Photo Credit: Julie Lemberger
“Aviary,” a solo performance by Cassie Tunick, solicited images of freedom and captivity associated with birds; at one point, Tunick holds a cage up to the audience, reminding us how we imprison birds ostensibly as a way of nurturing them even as we celebrate birds as a major trope for untrammeled liberty. The surface red eroticism of “Flamingo”, performed by Cella and Keates, with its overt references to Las Vegas showgirls, contrasted with the subtler yet dapper white eroticism of “Ain't No Swan Lake,” performed with both dazzle and understatement by Coleman. Keates, Reynolds, Cella, and Soraya Odishoo, who also did the sound design for the piece. Just as the White Queen in Lewis Carroll's Through the Looking Glass ends up being more alluring then the red, near-narcissistic perfection became more exciting than gaudiness.
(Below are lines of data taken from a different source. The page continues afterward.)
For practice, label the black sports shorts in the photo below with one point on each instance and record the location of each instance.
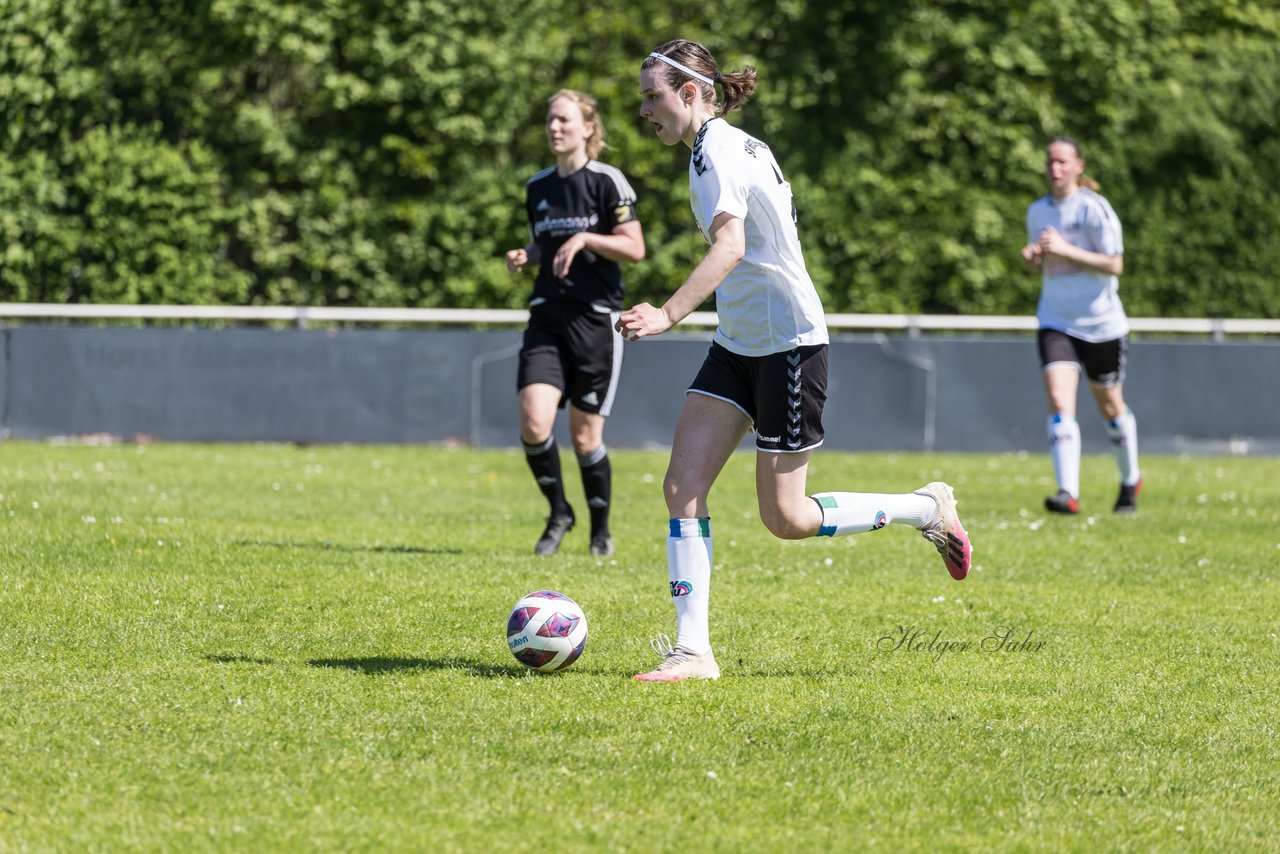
(574, 347)
(782, 393)
(1104, 361)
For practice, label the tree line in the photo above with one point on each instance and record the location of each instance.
(371, 154)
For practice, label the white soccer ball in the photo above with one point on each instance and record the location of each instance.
(547, 631)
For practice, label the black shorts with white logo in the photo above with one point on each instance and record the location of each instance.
(1104, 361)
(782, 393)
(574, 347)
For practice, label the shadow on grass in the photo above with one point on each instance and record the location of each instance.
(238, 660)
(325, 546)
(380, 665)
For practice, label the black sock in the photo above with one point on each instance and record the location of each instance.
(597, 483)
(544, 462)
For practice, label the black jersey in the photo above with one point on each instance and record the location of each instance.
(594, 199)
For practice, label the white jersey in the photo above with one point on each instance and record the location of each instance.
(1084, 304)
(767, 304)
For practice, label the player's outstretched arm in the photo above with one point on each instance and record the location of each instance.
(726, 250)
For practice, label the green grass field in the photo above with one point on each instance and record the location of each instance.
(268, 648)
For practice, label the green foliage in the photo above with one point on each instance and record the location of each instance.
(357, 153)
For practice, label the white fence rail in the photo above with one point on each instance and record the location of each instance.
(301, 315)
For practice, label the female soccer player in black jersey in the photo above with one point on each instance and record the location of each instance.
(583, 223)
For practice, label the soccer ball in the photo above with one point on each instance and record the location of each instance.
(547, 631)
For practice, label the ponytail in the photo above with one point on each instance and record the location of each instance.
(681, 60)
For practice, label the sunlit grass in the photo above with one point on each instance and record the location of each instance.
(238, 647)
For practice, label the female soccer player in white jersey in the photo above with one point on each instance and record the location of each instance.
(767, 366)
(1075, 243)
(581, 222)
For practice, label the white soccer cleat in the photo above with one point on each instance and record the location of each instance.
(679, 663)
(945, 530)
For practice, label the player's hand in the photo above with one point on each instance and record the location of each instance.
(1052, 242)
(643, 320)
(517, 260)
(566, 254)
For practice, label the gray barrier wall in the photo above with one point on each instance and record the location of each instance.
(373, 386)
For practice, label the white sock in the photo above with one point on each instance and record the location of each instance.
(854, 512)
(689, 567)
(1064, 447)
(1124, 443)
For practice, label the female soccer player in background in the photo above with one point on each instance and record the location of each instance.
(767, 366)
(583, 222)
(1075, 243)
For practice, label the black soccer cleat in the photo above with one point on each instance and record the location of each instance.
(1127, 502)
(1063, 503)
(602, 546)
(551, 539)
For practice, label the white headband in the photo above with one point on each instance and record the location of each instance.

But the red might perhaps have the advantage of greater discursivity, bringing issues out into the open.
           Even before the overt references to “Swan Lake” and “The Firebird” I had thought of classical ballet, how different a form it was from what we were seeing here, with its modern, postmodern, and Asian influences, yet also how the two forms were, at a distance, comparable, measurable across the same spectrum. Why the birds/ballet connection? Why do at least two major ballets center around birds? For one thing, birds are natural performers. They are decorative, elaborate, flamboyant, strutting their stuff. In both voice and appearance, birds cry out for attention. They also, as far s land-base creatures are concerned, have unusual forms, do strange things with their bodies: birds as residual, Lilliputian dinosaurs, cold-blooded others, which our bodies at their most trained and prehensile can only faintly approximate. The dancers were so good, so exhilarating, they at times defied gravity, but we will always be more bound to the earth than our feathered friends.
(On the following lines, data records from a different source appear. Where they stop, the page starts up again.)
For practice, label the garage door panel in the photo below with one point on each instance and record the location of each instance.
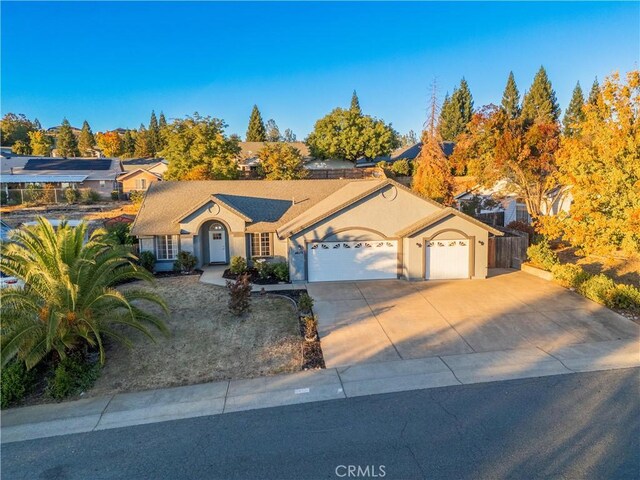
(335, 261)
(447, 259)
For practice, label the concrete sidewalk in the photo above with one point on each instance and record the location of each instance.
(212, 275)
(161, 405)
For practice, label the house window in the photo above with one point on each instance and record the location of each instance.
(166, 247)
(261, 245)
(522, 215)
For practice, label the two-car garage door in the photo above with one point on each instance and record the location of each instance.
(366, 260)
(447, 259)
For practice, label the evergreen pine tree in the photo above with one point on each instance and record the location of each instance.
(511, 98)
(273, 132)
(540, 102)
(450, 118)
(574, 114)
(465, 101)
(143, 143)
(87, 140)
(355, 104)
(66, 143)
(154, 134)
(593, 94)
(128, 145)
(256, 131)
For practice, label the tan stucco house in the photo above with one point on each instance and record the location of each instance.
(325, 230)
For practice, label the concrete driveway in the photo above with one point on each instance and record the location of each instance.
(382, 320)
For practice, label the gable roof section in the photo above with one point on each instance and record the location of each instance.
(215, 199)
(340, 200)
(444, 213)
(268, 204)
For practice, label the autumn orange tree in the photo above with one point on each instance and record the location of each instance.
(601, 165)
(520, 152)
(110, 143)
(432, 175)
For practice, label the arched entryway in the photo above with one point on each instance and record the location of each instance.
(215, 243)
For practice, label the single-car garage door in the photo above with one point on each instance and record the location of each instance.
(334, 261)
(447, 259)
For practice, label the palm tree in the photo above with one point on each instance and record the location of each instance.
(70, 300)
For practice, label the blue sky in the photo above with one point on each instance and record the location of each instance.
(112, 63)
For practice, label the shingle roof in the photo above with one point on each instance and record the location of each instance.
(444, 213)
(268, 203)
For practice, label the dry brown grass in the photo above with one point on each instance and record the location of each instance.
(620, 269)
(207, 343)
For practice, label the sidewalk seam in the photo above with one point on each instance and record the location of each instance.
(557, 359)
(451, 370)
(103, 412)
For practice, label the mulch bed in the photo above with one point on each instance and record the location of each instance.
(196, 271)
(312, 357)
(254, 277)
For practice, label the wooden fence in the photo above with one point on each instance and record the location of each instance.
(508, 251)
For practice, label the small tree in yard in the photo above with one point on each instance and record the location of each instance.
(239, 294)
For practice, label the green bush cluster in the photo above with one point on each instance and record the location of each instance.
(598, 288)
(305, 302)
(74, 374)
(136, 197)
(238, 265)
(71, 195)
(185, 262)
(542, 256)
(90, 196)
(279, 270)
(569, 275)
(16, 382)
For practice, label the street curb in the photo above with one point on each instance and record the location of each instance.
(217, 398)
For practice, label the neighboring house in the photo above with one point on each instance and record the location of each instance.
(248, 157)
(324, 229)
(410, 152)
(25, 172)
(4, 231)
(140, 173)
(504, 207)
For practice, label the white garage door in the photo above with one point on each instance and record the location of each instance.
(447, 259)
(333, 261)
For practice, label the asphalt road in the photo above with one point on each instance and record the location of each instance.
(566, 426)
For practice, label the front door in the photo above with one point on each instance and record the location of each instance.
(217, 244)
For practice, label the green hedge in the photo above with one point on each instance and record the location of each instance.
(541, 255)
(16, 382)
(598, 288)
   Photo Credit: Adam Amengual (for both)   The lighting ofAndy Dickerson, the music that included original compositions by Odishoo and Danny Tunick as well as recorded songs, and the costumes by Mioko Mochizuki all added to the delightful and pertinacious quirkiness of “Bird Suite.” The costumes were especially good at addressing the difficult question of how faithful, how 'mimetic' humans in bird costumes should be? Should they try to 'be’ birds as much as possible, or, to refer to T S. Eliot again, should they be like the cats in “Cats,” who, whatever their virtues are in no danger of being mistaken for a cat even by the most dimwitted dog or rat. The costumes here, on the other hand, avoided silly approximation or caricature in going at least halfway in making the performers look like birds, certainly suggesting the extravagance, the vulnerability, the otherness that we see when we see birds.
       There is joy, fun, glamour irreverence here; but also a serious effort to understand the mystery of birds, to use human bodies in performance to reflect in what it must be like to be a bird. The Triskelion space added to the enjoyment by its placing the audience in proximity to the dancers and with ideal sight lines. But it is still good that "Bird Suite” should be seen again at a larger space in Manhattan this fall! I highly recommend it; this is the kind of dance piece I would see angina and again to appreciate Company SoGoNo’s winning comprehension of the incomprehensibility of birds.